Change Tracking

<< Click to Display Table of Contents >>

Navigation:  Data >

Change Tracking

An agent can keep track of the latest changes that have been made to extracted data.

 

The agent will mark extracted data as deleted, modified or added. If data is deleted but later returned, the data will be marked as "returned", or "returned modified" if the data returned in a modified state.

 

An agent can be configured to only export data that has changed since last successful run, or only export data that has changed since since a specified number of days.

 

Data will be marked as deleted if it was extracted last time the agent ran, but not during the current run. Data will only be marked as deleted if an agent completes successfully. This prevents data from being incorrectly marked as deleted if an agent fails halfway through a run. The Success Criteria options are used to define when an agent run should be considered successful.

 

Default change tracking can be enabled on the Internal Database window which is available from the Run menu in Content Grabber.

 

internalDatabaseChangeTracking
Internal database window.

 

Change tracking can be fine-tuned by setting the advanced change tracking options. These options can be set by clicking the Configure Change Tracking button.

 

changeTrackingOptions
Advanced change tracking options.

 

The following advanced change tracking options are available.

 

Option

Description

Enabled

Enables or disables change tracking.

Export Method

Specifies how to export data when an agent is not exporting historical data to a database. The option Historical Data Export Method is used instead when exporting historical data to a database. The following options are available:

 

Export All. Exports all data no matter if the data has changed or not.

 

Since Last Successful Run. Exports all data that has changed since last successful run.

 

Since Number of Days. Exports all data that has changed since a specified number of days.

Export Method Days

When Export Method is set to Since Number of Days, only data that has changed since the specified time period is exported.

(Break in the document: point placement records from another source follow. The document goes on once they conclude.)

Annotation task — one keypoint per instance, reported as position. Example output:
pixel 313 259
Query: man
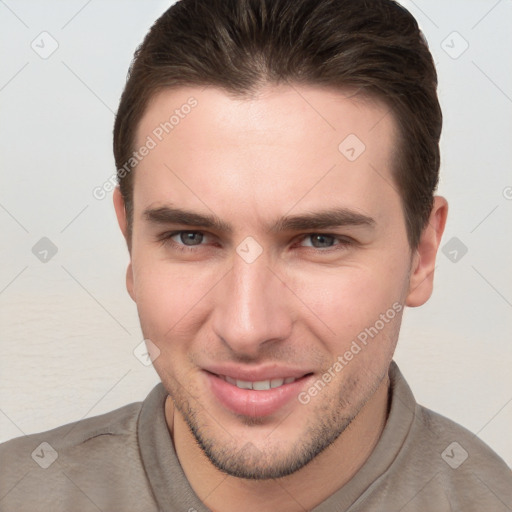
pixel 277 162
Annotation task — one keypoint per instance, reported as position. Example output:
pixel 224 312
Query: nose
pixel 251 308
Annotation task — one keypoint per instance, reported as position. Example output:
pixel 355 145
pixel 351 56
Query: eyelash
pixel 343 241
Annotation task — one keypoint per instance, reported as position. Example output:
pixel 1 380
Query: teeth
pixel 275 383
pixel 243 384
pixel 260 385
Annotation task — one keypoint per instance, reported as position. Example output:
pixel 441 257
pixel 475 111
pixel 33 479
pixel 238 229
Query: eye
pixel 189 238
pixel 319 241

Historical Data Export Method

This option is used instead of Export Method when exporting historical data to a database. The following options are available:

 

All Data. Exports all data no matter if the data has changed or not.

 

Changed Data Only. Exports all data that has changed since last agent run.

Track Deletes

Specifies if an agent should track deleted data.

 

If an agent does not track deleted data, the last change status will not change for data that was not found in the last successful agent run.

 

If an agent is tracking deleted data, the last change status will be set to Deleted for data that was not found in the last successful agent run.

Last Change Enabled

Exports the type of change that was last made to a data row.

Last Change Column Name

The name of the data column where the type of change is stored.

Change Date Enabled

Exports the date a data row was last changed.

Change Date Column Name

The name of the data column where the change date is stored.

Insert Date Enabled

Exports the date a data row was first inserted. This is the date the data was first extracted.

Insert Date Column Name

The name of the data column where the insert date is stored.

Update Date Enabled

Exports the date a data row was last processed. This is the date the data was last extracted and compared to existing data. Notice that data may not have changed at this date.

Update Date Column Name

The name of the data column where the update date is stored.

Identifier Enabled

Exports the object identifier used in the internal database. This value uniquely identifies the data row and will not change unless the internal database is recreated.

Identifier Column Name

The name of the data column where the object identifier is stored.

Columns Affected Enabled

Exports a column that contains the names of columns affected by a change.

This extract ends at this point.